8. Le commandement et le contrôle exercés par Ante GOTOVINA dans le cadre de l’armée consistaient notamment à organiser les forces croates déployées dans le secteur Sud de l’ancienne zone protégée pendant l’offensive Oluja, à nommer et révoquer les commandants, à déployer les forces placées sous son commandement et à leur donner des ordres, et à participer à des négociations et des réunions avec des membres de la communauté internationale, y compris des fonctionnaires de l’Organisation des Nations Unies.

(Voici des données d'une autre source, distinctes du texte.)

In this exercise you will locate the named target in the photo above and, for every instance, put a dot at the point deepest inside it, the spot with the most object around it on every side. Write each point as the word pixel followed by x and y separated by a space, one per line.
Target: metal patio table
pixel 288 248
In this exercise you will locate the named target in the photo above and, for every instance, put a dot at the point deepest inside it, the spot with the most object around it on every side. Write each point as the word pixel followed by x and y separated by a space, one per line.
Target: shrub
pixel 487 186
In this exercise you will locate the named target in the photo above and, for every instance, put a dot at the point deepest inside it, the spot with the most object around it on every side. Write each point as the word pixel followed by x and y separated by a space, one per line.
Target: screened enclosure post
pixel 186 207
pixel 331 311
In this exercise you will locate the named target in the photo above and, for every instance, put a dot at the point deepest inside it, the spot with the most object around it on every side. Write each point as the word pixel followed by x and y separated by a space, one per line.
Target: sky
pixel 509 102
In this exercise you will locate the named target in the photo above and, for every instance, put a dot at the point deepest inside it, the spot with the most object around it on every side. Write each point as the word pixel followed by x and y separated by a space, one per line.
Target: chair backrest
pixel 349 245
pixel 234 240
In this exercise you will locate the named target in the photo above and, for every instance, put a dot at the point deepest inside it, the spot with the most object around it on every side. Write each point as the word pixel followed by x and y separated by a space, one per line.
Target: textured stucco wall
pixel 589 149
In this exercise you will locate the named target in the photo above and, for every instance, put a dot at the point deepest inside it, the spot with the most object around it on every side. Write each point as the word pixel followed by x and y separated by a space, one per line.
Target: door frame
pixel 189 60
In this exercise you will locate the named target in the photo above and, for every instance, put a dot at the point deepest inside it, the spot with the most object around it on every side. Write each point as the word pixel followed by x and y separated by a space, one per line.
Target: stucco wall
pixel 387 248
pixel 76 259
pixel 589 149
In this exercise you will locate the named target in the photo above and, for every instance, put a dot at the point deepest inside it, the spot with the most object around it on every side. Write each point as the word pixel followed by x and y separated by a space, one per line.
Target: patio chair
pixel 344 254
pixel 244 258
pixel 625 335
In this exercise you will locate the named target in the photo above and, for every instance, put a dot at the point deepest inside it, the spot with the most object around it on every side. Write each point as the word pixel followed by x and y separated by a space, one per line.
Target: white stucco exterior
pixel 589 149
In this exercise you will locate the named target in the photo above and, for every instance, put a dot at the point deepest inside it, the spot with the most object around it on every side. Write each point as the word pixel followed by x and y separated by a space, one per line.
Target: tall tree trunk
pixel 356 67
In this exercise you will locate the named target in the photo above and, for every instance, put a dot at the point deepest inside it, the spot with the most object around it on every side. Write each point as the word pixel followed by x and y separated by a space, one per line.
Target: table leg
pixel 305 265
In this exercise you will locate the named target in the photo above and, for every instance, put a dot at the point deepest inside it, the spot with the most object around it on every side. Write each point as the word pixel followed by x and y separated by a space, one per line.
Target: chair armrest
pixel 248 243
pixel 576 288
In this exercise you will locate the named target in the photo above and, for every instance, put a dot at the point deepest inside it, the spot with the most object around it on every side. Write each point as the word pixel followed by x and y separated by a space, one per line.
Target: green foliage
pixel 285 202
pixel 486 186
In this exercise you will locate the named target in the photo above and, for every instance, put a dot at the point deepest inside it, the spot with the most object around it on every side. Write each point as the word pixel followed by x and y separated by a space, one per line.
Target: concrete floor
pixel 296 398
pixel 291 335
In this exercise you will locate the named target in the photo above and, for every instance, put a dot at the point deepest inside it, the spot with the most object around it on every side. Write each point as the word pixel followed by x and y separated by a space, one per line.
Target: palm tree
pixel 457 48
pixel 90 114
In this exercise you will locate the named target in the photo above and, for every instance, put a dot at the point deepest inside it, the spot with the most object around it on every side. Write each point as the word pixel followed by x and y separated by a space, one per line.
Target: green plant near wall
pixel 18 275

9. Durant toute la période couverte par le présent acte d’accusation, Ante GOTOVINA avait, en sa qualité de commandant, des raisons de savoir que des subordonnés placés sous son contrôle commettaient des violations graves du droit international humanitaire. En outre, des représentants d’organisations internationales l’avaient informé de tels actes. En vertu de sa position et de son autorité de jure et de facto, Ante GOTOVINA avait le pouvoir, l’autorité et la responsabilité d’empêcher les forces croates de commettre des violations graves du droit international humanitaire pendant et après l’offensive Oluja, ou de punir les auteurs de pareilles violations. Ante GOTOVINA n’a pas pris les mesures nécessaires et raisonnables pour empêcher que ces violations graves du droit international humanitaire ne soient commises ou en punir les auteurs.
ALLÉGATIONS GÉNÉRALES
10. Durant toute la période couverte par le présent acte d’accusation, la région de la Krajina en République de Croatie, sur le territoire de l’ex-Yougoslavie, était le théâtre d’un conflit armé.

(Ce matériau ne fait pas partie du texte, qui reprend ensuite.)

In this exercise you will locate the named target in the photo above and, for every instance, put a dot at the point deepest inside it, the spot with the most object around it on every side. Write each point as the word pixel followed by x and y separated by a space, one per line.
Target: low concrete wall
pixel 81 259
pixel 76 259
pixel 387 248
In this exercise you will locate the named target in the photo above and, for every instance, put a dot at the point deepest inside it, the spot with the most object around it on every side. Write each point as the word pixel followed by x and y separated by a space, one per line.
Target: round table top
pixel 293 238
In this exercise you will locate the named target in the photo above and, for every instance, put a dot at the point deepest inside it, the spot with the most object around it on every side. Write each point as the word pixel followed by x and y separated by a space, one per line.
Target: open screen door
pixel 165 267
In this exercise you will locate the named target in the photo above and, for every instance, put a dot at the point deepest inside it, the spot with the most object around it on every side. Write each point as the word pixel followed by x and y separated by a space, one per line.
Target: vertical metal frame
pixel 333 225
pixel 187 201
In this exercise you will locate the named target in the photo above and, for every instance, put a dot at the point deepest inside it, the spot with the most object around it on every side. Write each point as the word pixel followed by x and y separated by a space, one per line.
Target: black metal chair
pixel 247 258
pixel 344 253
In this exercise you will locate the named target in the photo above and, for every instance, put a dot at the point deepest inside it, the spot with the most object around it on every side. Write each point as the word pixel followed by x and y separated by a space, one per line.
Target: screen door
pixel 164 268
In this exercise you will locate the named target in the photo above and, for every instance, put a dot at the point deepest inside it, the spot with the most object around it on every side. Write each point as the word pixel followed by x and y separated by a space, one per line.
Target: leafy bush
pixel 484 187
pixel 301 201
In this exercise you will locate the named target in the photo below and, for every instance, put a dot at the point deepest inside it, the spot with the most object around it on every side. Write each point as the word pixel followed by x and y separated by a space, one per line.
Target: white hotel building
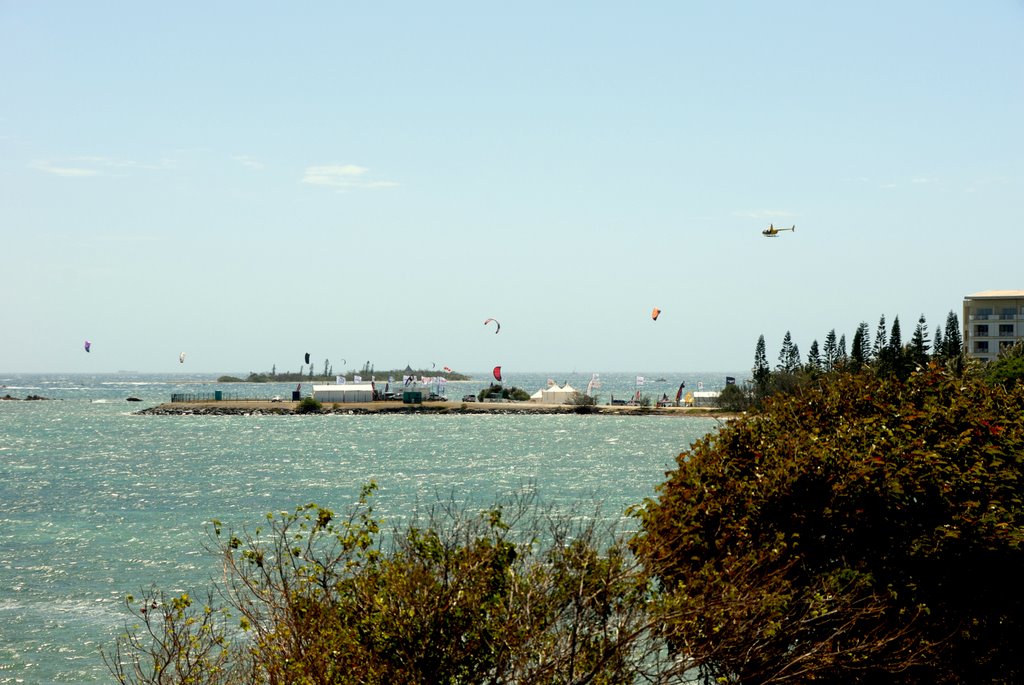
pixel 992 319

11. Durant toute la période couverte par le présent acte d’accusation, l’accusé Ante GOTOVINA était tenu de se conformer aux lois et coutumes régissant la conduite de la guerre, y compris l’article 3 commun des Conventions de Genève de 1949.
12. Tous les actes et omissions allégués, constitutifs de crimes contre l’humanité sanctionnés par l’article 5 du Statut du Tribunal, s’inscrivaient dans le cadre d’une offensive généralisée et systématique dirigée contre une population civile.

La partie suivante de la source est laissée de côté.